His parents knew different.
Vaughn, now 17, is a junior at Glacier Peak High School and preparing for college with the help of a program for college-bound students with disabilities.
The program is designed to help students like Vaughn learn about college life during a 10-day stay on the University of Washington campus. While roughly 60 students applied, Vaughn was one of only 17 accepted.
During the program, he went to classes, ate at the dining hall and stayed in a dormitory. After what Vaughn has experienced in life, a stay away from home for so long was intimidating.
"Mainly, I had never been away from home," Vaughn said. "Just being away was a new experience."
Vaughn was born premature, weighing just 1 pound, 4 ounces. As an infant, he was diagnosed with craniosynostosis, a condition where the bones in his skull formed prematurely and took away the space and flexibility for his brain to grow into its natural shape, said Bonnie Zormeir, Vaughn's mother.
"The chance of him being severely retarded was really great," she said. "Needless to say, the doctors were quite surprised. I think he has been surprising them ever since."
Twenty-three surgeries later, including three skull reconstructions, he is deemed a medical miracle, suffering only partial hearing loss, Bonnie Zormeir said.
"He's our $2 million kid," she said.
Bonnie Zormeir recalls Vaughn's longest and most life-threatening surgery at age 7, when he quit breathing and was sent to intensive care.
"They let us go in to see him in the morning and told us he would not wake up and probably not acknowledge us," Bonnie Zormeir said. "I started talking to him and rubbing his arm. He opened one eye and told me he wanted his socks and underwear."
In a life revolving around surgery, Vaughn learned to just deal with it and get it over with.
"I'm usually treated as a normal individual, but I've still had struggles," Vaughn said. "Because my disabilities are not visible, I have to remind people."
During challenging times, Vaughn reminds himself of the advice his father, Bill, gave him as a child.
"Do something until you get good at it," Vaughn said. "My dad always drilled in me that practice makes perfect."
The program, called DO-IT Scholars Summer Study, wrapped up Sunday. (DO-IT stands for disabilities, opportunities, internetworking and technology.)
Participants live in university dorms and participate in academic classes in fields such as technology, science, engineering and mathematics.
Living in a dorm room and meeting new people was unusual for Vaughn, but the experience gave him a better idea of what to expect on his own.
Teens who participate in the program are enrolled for two summers, said Scott Bellman, program director.
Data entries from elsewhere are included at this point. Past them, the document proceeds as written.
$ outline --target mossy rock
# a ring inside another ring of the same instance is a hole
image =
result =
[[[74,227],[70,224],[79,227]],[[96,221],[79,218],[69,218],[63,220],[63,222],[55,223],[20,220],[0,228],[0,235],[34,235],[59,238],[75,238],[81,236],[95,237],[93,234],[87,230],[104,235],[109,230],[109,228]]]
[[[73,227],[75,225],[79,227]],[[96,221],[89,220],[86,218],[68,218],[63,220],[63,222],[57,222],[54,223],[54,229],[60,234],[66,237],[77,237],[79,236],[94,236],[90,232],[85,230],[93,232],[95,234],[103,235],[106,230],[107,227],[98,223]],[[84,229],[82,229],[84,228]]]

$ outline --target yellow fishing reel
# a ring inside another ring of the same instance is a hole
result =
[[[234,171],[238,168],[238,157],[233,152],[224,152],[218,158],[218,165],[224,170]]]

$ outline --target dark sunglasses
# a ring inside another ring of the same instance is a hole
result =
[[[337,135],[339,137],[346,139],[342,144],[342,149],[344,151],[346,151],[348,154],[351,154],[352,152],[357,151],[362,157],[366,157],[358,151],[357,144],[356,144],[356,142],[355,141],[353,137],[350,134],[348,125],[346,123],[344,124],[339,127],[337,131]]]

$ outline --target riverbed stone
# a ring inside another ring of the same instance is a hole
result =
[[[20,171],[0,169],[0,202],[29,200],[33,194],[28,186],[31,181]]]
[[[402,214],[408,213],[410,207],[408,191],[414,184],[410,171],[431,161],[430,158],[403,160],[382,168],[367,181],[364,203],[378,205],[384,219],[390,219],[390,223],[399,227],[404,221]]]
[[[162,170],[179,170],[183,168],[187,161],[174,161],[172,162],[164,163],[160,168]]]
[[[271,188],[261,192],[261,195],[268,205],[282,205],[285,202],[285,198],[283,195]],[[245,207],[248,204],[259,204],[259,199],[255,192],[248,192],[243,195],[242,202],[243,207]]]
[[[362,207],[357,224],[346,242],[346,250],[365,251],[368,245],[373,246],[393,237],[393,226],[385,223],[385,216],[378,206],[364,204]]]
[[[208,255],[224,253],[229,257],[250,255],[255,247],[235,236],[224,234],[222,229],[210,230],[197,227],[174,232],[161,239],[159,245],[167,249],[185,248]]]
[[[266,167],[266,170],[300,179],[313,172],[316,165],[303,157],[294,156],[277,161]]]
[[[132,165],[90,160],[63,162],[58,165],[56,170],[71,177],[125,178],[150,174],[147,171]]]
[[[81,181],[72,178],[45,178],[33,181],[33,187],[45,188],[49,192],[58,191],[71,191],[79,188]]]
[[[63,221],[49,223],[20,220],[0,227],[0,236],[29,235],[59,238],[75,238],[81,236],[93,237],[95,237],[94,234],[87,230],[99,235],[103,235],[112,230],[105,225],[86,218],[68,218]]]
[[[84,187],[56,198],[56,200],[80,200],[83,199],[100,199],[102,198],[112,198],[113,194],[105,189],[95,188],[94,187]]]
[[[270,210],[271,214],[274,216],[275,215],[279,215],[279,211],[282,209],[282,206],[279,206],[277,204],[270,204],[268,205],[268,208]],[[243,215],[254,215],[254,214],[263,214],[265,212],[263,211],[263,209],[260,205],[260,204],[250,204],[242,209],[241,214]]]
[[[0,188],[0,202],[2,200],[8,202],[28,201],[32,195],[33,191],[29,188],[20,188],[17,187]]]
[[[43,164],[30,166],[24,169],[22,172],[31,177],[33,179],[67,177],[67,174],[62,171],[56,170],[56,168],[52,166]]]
Those students are encouraged to come back for a third summer as interns.
The program began in 1993 and is funded by the state, the National Science Foundation, the U.S. Department of Education and corporate donors.
According to Bonnie Zormeir, the program gives those with disabilities a learning experience they need.
"Vaughn has always been very bright, but these kids have to work so hard to keep up, let alone excel," she said. "This helps them get the education they really want."
Staff and participants stay connected beyond the program, Bellman said.
"It provides them a community of mentors and peers that they aren't meeting anywhere else," Bellman said.
Vaughn is undecided on a college but would like study science.
He plans to stay in touch with others from the program.
"This very much helped me," Vaughn said. "I've always been the only one with a hearing disability until now."
Lindsy Wheadon: 425-339-3453; email@example.com.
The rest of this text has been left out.